Gdn Kernel Utils#
- void trt_edgellm::launchGdnCalCuSeqLens(
- void const *context_lengths,
- void *cu_seqlens,
- int32_t batchSize,
- cudaStream_t stream
Launch the context_lengths → cu_seqlens prefix-sum kernel.
- void trt_edgellm::launchGdnL2NormQK(
- void *q,
- void *k,
- int32_t n,
- int32_t seqLen,
- int32_t h,
- int32_t headDim,
- cudaStream_t stream
L2-normalize Q and K in-place along the head dimension. Q, K: (N, seqLen, H, headDim) float16 — each token-head vector is divided by its L2 norm. Required preprocessing for the Blackwell GDN prefill kernel.

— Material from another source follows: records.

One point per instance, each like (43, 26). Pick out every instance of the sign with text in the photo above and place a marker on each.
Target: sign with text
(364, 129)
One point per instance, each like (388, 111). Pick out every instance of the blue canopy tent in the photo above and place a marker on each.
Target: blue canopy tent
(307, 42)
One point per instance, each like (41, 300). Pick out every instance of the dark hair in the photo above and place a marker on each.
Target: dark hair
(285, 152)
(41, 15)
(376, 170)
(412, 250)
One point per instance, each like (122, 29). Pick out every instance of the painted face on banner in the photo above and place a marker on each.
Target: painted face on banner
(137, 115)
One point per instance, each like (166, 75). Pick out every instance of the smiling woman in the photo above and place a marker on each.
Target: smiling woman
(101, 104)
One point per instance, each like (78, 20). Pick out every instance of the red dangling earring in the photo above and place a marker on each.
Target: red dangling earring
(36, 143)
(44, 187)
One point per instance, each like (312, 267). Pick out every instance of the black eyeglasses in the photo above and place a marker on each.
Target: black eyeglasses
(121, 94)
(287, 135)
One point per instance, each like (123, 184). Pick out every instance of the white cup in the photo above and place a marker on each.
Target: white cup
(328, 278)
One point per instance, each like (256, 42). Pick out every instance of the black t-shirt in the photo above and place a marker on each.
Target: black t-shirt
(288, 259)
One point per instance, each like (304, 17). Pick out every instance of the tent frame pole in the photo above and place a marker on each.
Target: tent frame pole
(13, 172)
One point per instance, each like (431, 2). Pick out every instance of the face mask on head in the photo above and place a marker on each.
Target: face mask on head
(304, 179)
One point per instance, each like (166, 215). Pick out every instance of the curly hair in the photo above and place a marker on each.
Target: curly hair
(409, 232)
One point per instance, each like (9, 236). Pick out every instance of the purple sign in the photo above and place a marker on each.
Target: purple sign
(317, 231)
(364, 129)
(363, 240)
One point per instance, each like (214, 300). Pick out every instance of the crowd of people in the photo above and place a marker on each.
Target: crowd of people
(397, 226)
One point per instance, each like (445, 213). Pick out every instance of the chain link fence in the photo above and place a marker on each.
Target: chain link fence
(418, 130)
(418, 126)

- void trt_edgellm::launchGdnStateTranspose(
- void const *src,
- void *dst,
- int32_t numBlocks,
- int32_t dim,
- cudaStream_t stream
Transpose the last two dimensions of the GDN state tensor (out-of-place). The Blackwell GDN prefill MMA produces state in V-major (d_v, d_k) order, while the sequential/decode kernels use K-major (d_k, d_v). src: (numBlocks, dim, dim) float32 — row-major 2-D blocks dst: (numBlocks, dim, dim) float32 — each block transposed numBlocks = n * hv, dim = head_dim (128).